Ustępujący sołtys Brzezia Hieronim Andrzejewski - przed zakończeniem sprawozdania z pięcioletniej kadencji - wymieniał również inwestycje rozpoczęte przez ustępujące władze sołeckie, które nowe powinny kontynuować. Mówił także o zaplanowanych zadaniach, bardzo istotnych dla mieszkańców.
- Ważne dla nas jest pobudowanie oświetlenia przy drodze gminnej, od państwa Radojewskich do skrzyżowania z drogą powiatową w kierunku Czajkowa. Tam rzeczywiście jest ciemno (...) - mówił Hieronim Andrzejewski - SZCZEGÓŁOWO PISALIŚMY O TYM TUTAJ.

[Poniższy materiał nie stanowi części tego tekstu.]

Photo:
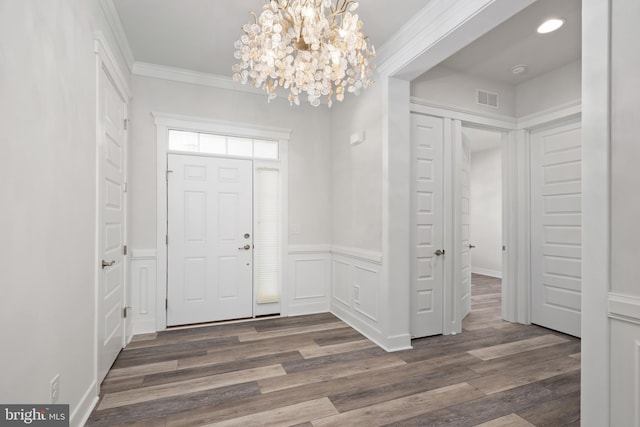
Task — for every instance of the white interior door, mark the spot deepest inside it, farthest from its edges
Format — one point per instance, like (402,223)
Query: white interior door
(556,228)
(464,290)
(210,239)
(112,151)
(427,257)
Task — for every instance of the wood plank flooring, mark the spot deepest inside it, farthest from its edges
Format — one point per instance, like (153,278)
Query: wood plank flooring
(317,371)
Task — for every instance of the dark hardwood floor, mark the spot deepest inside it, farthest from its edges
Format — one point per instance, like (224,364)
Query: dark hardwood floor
(317,371)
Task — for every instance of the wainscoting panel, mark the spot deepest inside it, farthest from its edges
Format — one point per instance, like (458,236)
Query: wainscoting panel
(625,373)
(309,272)
(355,284)
(624,317)
(143,291)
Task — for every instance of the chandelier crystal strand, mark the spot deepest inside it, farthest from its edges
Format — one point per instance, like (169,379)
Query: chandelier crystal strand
(305,46)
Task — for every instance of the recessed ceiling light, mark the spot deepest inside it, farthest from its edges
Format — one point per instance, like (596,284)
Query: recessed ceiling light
(550,25)
(519,69)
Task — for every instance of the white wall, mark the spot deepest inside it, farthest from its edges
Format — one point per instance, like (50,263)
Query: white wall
(555,88)
(486,211)
(624,296)
(48,187)
(444,86)
(357,173)
(309,151)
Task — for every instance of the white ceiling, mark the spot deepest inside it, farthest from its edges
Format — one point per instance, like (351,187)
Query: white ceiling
(516,42)
(199,35)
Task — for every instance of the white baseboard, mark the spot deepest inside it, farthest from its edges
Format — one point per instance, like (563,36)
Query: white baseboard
(83,411)
(304,309)
(487,272)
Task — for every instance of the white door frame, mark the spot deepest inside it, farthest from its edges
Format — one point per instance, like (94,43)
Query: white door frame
(454,120)
(164,122)
(106,61)
(516,190)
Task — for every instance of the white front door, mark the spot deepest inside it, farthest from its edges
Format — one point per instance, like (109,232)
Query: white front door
(210,239)
(464,290)
(427,259)
(556,228)
(112,166)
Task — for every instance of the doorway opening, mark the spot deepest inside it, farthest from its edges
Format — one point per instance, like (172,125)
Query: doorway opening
(222,223)
(485,226)
(458,91)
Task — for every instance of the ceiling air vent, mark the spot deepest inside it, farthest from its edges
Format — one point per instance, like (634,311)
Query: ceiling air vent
(487,98)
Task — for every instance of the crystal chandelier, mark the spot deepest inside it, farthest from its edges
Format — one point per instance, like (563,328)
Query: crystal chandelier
(312,46)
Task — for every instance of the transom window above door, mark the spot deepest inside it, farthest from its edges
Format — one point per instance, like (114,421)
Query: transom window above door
(206,143)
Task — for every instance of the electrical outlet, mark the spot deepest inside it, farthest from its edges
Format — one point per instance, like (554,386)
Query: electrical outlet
(55,388)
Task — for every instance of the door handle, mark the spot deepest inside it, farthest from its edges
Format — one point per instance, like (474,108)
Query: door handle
(108,264)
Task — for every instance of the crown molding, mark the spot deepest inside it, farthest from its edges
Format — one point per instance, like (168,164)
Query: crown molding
(431,30)
(460,113)
(189,76)
(113,19)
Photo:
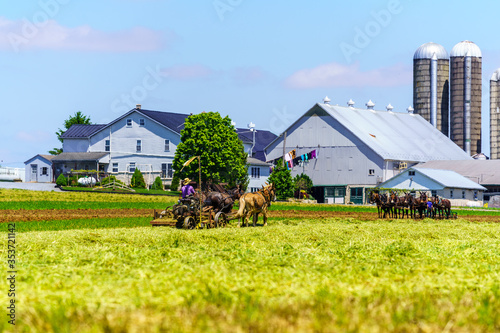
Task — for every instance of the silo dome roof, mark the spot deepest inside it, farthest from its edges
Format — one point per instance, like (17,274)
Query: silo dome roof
(496,75)
(427,51)
(464,48)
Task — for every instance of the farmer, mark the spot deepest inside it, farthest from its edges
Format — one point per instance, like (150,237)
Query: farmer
(429,208)
(187,189)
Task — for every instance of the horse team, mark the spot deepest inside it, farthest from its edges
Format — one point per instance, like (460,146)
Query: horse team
(394,206)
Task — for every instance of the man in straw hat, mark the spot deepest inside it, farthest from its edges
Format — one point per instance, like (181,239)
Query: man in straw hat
(187,189)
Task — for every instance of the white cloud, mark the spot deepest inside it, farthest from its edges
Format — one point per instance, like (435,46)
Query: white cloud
(187,72)
(26,35)
(35,136)
(338,75)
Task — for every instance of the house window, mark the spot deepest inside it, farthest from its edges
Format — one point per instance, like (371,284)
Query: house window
(255,172)
(166,170)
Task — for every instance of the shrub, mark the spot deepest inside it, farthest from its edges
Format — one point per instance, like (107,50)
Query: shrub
(137,180)
(61,180)
(158,184)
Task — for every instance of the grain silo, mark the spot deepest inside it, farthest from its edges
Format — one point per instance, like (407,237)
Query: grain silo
(465,96)
(495,115)
(431,69)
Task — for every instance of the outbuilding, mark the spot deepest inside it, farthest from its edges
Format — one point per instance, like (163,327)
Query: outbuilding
(447,184)
(38,169)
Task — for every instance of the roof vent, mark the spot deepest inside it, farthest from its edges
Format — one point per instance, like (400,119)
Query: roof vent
(370,105)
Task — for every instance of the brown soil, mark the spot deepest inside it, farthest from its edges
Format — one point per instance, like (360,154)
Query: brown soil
(68,214)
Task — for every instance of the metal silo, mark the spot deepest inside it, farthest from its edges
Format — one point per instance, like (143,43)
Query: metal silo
(465,96)
(431,69)
(495,115)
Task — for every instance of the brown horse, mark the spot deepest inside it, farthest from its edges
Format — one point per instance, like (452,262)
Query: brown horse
(252,204)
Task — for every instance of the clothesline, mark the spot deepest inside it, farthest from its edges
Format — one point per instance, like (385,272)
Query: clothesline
(292,159)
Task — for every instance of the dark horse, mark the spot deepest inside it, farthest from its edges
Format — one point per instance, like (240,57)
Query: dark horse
(221,200)
(442,206)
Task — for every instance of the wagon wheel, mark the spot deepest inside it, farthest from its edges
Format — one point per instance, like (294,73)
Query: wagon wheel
(220,220)
(189,223)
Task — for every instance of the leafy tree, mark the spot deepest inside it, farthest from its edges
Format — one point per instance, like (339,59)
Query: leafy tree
(77,118)
(137,180)
(61,180)
(281,177)
(158,184)
(214,139)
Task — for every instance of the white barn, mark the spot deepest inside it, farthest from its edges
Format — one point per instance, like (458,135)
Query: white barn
(447,184)
(358,148)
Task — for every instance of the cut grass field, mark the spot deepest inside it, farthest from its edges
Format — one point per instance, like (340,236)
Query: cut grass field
(306,275)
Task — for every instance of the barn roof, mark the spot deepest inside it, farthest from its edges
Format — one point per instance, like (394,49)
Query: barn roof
(394,136)
(486,172)
(81,131)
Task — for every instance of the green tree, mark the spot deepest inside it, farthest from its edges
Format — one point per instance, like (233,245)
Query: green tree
(214,139)
(77,118)
(281,177)
(137,180)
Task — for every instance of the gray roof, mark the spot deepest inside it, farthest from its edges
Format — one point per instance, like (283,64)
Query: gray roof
(443,178)
(395,135)
(74,157)
(485,172)
(449,178)
(81,131)
(254,161)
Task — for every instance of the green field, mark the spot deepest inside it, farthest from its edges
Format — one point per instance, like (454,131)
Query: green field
(295,275)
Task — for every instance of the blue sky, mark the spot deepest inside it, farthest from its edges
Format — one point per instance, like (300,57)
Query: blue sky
(256,61)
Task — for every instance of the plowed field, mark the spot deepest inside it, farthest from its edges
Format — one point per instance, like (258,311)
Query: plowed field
(68,214)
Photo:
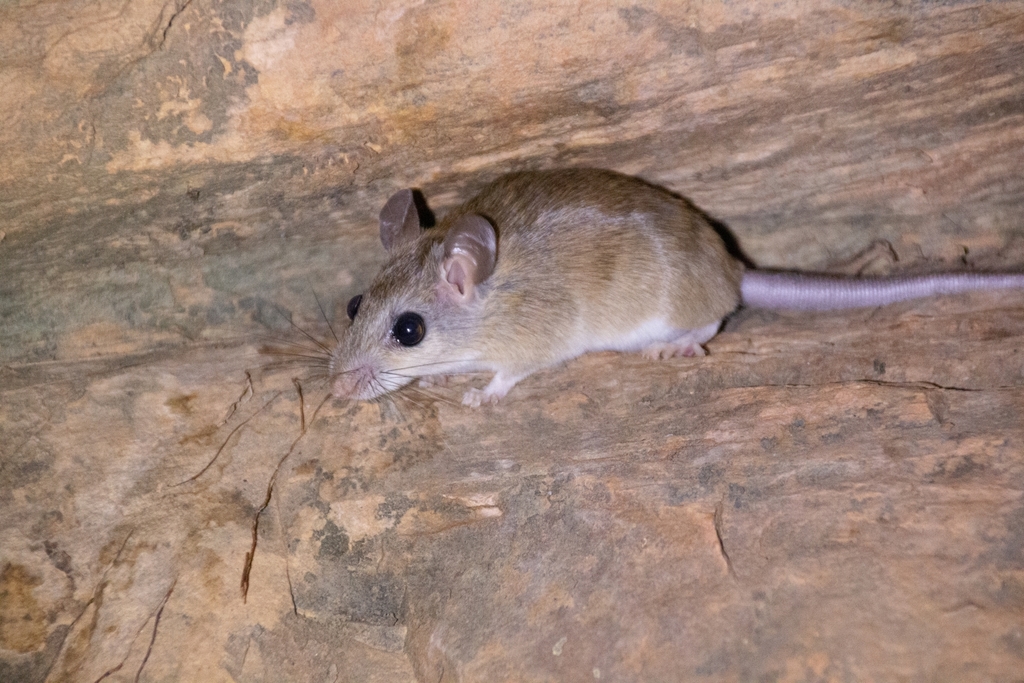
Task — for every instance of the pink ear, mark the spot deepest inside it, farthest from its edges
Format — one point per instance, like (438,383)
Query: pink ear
(399,220)
(470,253)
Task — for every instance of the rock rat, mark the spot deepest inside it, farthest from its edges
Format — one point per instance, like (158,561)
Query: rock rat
(543,266)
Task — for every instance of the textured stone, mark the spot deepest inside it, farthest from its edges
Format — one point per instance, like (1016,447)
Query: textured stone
(824,497)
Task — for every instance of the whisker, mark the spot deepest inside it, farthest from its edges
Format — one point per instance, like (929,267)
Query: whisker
(329,326)
(306,334)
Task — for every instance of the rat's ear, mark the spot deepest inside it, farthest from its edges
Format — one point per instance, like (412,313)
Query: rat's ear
(399,220)
(470,251)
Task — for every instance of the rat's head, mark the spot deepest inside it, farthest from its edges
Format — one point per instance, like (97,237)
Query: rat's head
(422,307)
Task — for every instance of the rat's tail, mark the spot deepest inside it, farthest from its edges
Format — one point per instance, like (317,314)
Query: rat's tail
(800,292)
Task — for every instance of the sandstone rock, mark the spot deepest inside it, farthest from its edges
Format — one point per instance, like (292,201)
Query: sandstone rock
(824,497)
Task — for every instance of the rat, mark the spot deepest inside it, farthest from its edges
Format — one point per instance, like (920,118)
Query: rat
(543,266)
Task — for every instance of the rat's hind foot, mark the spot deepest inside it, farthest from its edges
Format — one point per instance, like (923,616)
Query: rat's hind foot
(672,349)
(688,343)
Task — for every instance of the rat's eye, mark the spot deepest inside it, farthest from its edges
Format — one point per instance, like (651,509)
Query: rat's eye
(353,306)
(410,329)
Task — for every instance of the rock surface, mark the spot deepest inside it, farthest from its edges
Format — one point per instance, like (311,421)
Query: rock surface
(824,497)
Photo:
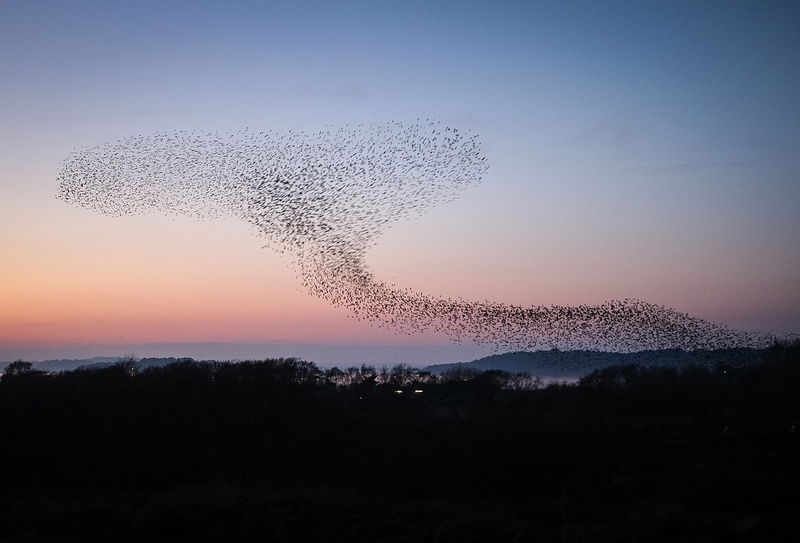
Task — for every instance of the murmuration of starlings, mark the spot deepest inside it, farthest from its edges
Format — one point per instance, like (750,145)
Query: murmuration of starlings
(323,198)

Wśród pilnych inwestycji, a raczej problemów do rozwiązania, które nękają mieszkańców deweloperskiego osiedla w Brzeziu, a także właścicieli prywatnych posesji, jest sieć dróg wewnętrznych - nieutwardzonych, z wybojami, które podczas intensywnych opadów są zalewane, a zimą dojeżdżający do posesji samochodem mogą zniszczyć sobie podwozie.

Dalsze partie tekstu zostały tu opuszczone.